La garantie de non répétition est un droit reconnu aux victimes de graves violations des droits de l’homme. Elle implique qu’au terme d’un processus de justice transitionnelle, les autorités de transition opèrent les réformes législatives et institutionnelles nécessaires pour éviter que les mêmes violations ne se répètent. Dans le processus ivoirien, le gouvernement a procédé à une série de réformes notamment celle de la Constitution, de la loi sur la nationalité, de la loi sur la Commission électorale indépendante (CEI) et de la loi sur le foncier rural.
Une des questions était de savoir si la CEI et le Conseil Constitutionnel étaient dignes de confiance. A cette question, les enquêtées ont répondu à 62,21% que ces institutions n’emportaient pas leur confiance. Mieux, sur les 37, 79 % restant, seul 20% affirme avoir totalement confiance dans ces organes électoraux.
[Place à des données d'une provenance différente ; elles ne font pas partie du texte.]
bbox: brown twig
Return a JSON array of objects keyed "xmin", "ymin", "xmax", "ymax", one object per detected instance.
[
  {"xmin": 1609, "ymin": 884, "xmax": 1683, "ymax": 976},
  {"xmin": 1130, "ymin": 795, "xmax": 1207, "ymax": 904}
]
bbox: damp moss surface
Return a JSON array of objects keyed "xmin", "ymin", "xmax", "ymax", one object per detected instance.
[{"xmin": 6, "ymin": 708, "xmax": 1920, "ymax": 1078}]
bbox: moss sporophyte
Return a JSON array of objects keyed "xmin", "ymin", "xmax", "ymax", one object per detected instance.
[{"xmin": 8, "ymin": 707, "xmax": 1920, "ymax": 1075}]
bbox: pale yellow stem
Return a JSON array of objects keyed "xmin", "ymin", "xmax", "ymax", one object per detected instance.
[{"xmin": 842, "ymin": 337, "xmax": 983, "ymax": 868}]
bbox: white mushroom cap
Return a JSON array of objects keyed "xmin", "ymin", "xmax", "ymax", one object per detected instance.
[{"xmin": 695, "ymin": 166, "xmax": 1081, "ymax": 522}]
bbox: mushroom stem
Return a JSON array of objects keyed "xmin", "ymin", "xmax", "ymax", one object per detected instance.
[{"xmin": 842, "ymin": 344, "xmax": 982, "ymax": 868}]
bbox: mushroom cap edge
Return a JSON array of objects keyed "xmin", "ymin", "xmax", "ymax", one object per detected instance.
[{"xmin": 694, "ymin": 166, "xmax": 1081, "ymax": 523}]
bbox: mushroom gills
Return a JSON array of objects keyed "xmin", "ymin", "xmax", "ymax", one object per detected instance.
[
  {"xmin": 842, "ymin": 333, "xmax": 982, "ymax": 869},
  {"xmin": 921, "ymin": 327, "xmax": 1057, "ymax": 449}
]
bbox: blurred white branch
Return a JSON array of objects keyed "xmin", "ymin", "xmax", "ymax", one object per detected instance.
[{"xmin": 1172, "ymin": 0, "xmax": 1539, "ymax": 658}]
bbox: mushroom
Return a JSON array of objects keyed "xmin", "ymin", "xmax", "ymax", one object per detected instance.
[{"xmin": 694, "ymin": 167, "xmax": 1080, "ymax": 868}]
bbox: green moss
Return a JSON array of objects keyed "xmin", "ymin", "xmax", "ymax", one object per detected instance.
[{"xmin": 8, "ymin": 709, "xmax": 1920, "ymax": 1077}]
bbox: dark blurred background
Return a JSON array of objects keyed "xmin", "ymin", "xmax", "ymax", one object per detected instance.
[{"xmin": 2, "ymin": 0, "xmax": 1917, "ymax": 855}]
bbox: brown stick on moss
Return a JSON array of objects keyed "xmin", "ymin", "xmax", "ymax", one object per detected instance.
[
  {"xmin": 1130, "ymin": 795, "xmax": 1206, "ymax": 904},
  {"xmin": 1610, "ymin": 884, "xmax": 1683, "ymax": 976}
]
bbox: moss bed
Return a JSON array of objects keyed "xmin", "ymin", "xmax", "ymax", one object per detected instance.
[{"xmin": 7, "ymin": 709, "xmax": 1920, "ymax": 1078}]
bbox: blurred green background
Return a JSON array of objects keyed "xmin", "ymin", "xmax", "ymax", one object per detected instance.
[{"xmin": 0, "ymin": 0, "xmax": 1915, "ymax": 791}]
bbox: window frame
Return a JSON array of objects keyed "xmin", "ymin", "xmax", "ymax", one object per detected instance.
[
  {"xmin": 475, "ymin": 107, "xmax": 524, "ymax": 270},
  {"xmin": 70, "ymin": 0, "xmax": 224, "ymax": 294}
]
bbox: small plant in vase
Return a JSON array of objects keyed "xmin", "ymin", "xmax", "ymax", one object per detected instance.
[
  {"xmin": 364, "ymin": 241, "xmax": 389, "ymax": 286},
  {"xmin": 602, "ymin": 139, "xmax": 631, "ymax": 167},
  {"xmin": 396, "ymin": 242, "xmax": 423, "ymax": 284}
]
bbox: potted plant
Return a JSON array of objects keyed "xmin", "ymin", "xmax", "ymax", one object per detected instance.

L’examen des tableaux par grand groupe ethnique fait apparaitre que 54,3% des mandés du nord estiment que le gouvernement a beaucoup fait en vue de doter la Côte d’Ivoire d’institutions électorales crédibles. Au contraire, les krou ne soutiennent qu’à 7,5% que le gouvernement a engagé des réformes nécessaires pour un cadre électoral crédible. Comment expliquer cette différence de perception ? Elle peut s’expliquer par les affinités politiques des uns et des autres.